You can only compute the gradient of functions that return scalar values

botkop · October 12, 2019, 8:17am

I was a bit surprised to get below error when trying to obtain the gradient for a layer without activation or loss attached to it:

Precondition failed: The function being differentiated produced a tensor with shape [5, 4, 3]. 
You can only compute the gradient of functions that return scalar values.

Then I tried a similar thing in PyTorch, which gave me:
grad can be implicitly created only for scalar outputs
So, that seems about the same error as in S4TF.

PyTorch though allows me to write:
outputs.backward(torch.ones_like(outputs))
which works, and allows me to test the correctness of the gradients of the layer.

Any idea how this can be done in S4TF?
Thank you.

TomB · October 12, 2019, 11:06am

Haven’t used S4TF at all, and not very familiar with the maths, so could be off here, but I have written a couple of custom backwards kernels so some familiarity with the mechanics.
Yeah, you need a scalar for backwards, I’ve use stuff like:

x = torch.randn(10) # Input
y = my_forward(x)
loss = y.mean()
grad_out, = torch.autograd.grad(l, y, retain_graph=True) # retain_graph needed to be able to call grad again
# grad_out is now the gradient of loss w.r.t output of my_forward (y)

# my_backward calculates gradient from input and grad_out, so I pass x
grad_inp, = my_backward(grad_out, x) 
assert grad_inp = torch.autograd.grad(l, x)

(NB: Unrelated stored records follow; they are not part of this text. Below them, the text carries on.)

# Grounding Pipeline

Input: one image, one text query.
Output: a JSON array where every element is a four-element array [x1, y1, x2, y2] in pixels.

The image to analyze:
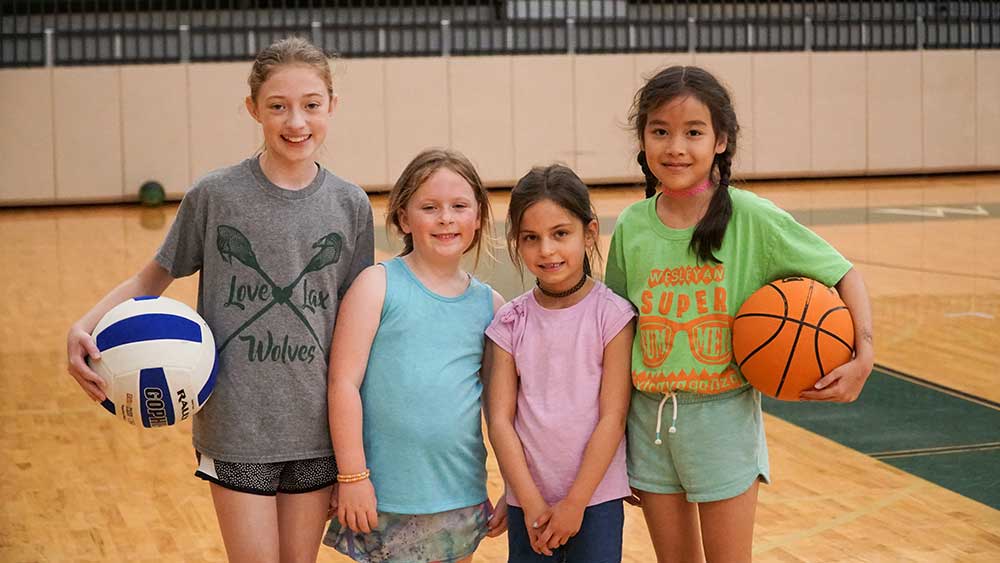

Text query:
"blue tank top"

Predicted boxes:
[[361, 258, 493, 514]]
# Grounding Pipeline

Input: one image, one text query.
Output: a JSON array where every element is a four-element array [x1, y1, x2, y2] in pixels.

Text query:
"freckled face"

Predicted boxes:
[[246, 65, 337, 165], [399, 168, 480, 258]]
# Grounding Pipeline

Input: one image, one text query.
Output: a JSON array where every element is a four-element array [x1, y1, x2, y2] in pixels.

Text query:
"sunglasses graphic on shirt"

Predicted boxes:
[[639, 314, 733, 368]]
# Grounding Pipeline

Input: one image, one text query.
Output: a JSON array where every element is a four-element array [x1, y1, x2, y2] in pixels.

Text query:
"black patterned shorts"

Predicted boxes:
[[194, 452, 337, 496]]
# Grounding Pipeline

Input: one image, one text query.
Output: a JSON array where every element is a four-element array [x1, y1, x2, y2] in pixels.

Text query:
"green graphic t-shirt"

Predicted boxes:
[[156, 158, 375, 463], [605, 188, 851, 394]]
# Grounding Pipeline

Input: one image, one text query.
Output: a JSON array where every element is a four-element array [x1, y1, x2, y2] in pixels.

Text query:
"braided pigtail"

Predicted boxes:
[[690, 151, 733, 263]]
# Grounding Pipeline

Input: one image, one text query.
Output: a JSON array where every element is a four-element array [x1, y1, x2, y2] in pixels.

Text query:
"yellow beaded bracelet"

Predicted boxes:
[[337, 468, 372, 483]]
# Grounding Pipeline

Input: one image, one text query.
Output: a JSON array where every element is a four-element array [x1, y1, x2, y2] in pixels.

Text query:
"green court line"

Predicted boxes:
[[868, 442, 1000, 459], [764, 366, 1000, 510]]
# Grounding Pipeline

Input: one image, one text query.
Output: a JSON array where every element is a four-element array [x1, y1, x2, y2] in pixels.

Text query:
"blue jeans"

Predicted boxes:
[[507, 499, 625, 563]]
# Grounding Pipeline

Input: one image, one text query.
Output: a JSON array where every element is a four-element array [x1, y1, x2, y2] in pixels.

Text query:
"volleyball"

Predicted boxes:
[[88, 297, 218, 428], [733, 278, 854, 401]]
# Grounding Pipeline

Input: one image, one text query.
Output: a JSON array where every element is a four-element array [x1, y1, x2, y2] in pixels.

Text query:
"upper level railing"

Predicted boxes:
[[0, 0, 1000, 67]]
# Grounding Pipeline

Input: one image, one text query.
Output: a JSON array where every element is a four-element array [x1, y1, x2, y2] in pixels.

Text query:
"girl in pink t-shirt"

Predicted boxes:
[[484, 165, 634, 563]]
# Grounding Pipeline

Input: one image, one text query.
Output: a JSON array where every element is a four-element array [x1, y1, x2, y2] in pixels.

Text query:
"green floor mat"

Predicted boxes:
[[882, 446, 1000, 510], [764, 368, 1000, 509]]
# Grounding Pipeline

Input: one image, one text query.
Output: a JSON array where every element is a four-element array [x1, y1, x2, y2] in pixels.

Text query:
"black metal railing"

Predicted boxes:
[[0, 0, 1000, 67]]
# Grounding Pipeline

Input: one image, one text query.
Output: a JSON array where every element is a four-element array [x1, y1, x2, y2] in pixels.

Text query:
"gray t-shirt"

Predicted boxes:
[[156, 158, 375, 463]]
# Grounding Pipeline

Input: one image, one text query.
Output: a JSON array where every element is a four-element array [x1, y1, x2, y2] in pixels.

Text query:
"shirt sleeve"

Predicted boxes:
[[604, 218, 628, 300], [337, 196, 375, 299], [486, 303, 516, 356], [601, 294, 635, 346], [156, 186, 208, 278], [769, 211, 852, 287]]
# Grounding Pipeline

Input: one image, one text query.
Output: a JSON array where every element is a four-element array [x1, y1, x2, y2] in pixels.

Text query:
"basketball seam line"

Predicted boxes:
[[733, 307, 854, 350], [774, 284, 813, 398], [733, 282, 790, 397]]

I think that you should find:

grad_inp == y.backward(torch.ones_like(y)) / grad_out

Not entirely across the details, code largely copied from elsewhere, but seems to work (though the above may not as that’s just adapting from this code which is a little harder to follow).

Doesn’t help with how to do it in S4TF but might at least help understand what’s going on on the PyTorch side to let you just do l.backward() or . y.backward(torch.ones_like(y)). This post also looks to have some nice details on how y.backward(...) works in PyTorch.
I gather part of your issue is that whatever you’re using in S4Tf behaves more like torch.autograd.grad than .backward(). I frequently encountered the only scalars issue with .grad().

pela · October 15, 2019, 10:13am

Hi there.
In PyTorch when outputs is not a scalar and you pass a tensor to the gradient argument of backward, it first takes the dot product of outputs and gradient to obtain a scalar, and then it applies backward() to it.
So, in your case outputs.backward(torch.ones_like(outputs)) should be the same as:

outputs = outputs.sum()
outputs.backward()

stephenjohnson · October 25, 2019, 3:33am

Try using appliedForBackpropagation

Example:

import TensorFlow
let layer = Dense<Float>(inputSize: 5, outputSize: 3)
let input = Tensor<Float>([[2.3, -1.2, 4.7, -2.1, 3.0]])
let (predicted, backprop) = layer.appliedForBackpropagation(to: input)
let gradients = backprop(Tensor<Float>(onesLike: predicted))
print(gradients)

▿ 2 elements
  ▿ layerGradient : TangentVector
    - weight : [[ 2.3,  2.3,  2.3],
 [-1.2, -1.2, -1.2],
 [ 4.7,  4.7,  4.7],
 [-2.1, -2.1, -2.1],
 [ 3.0,  3.0,  3.0]]
    - bias : [1.0, 1.0, 1.0]
  - inputGradient : [[-0.56547254,   1.2013183,  -1.1583307, -0.40139845,  -1.4616363]]

botkop · October 25, 2019, 4:46am

Aha. Yes, I guess that is that I was looking for. Thank you.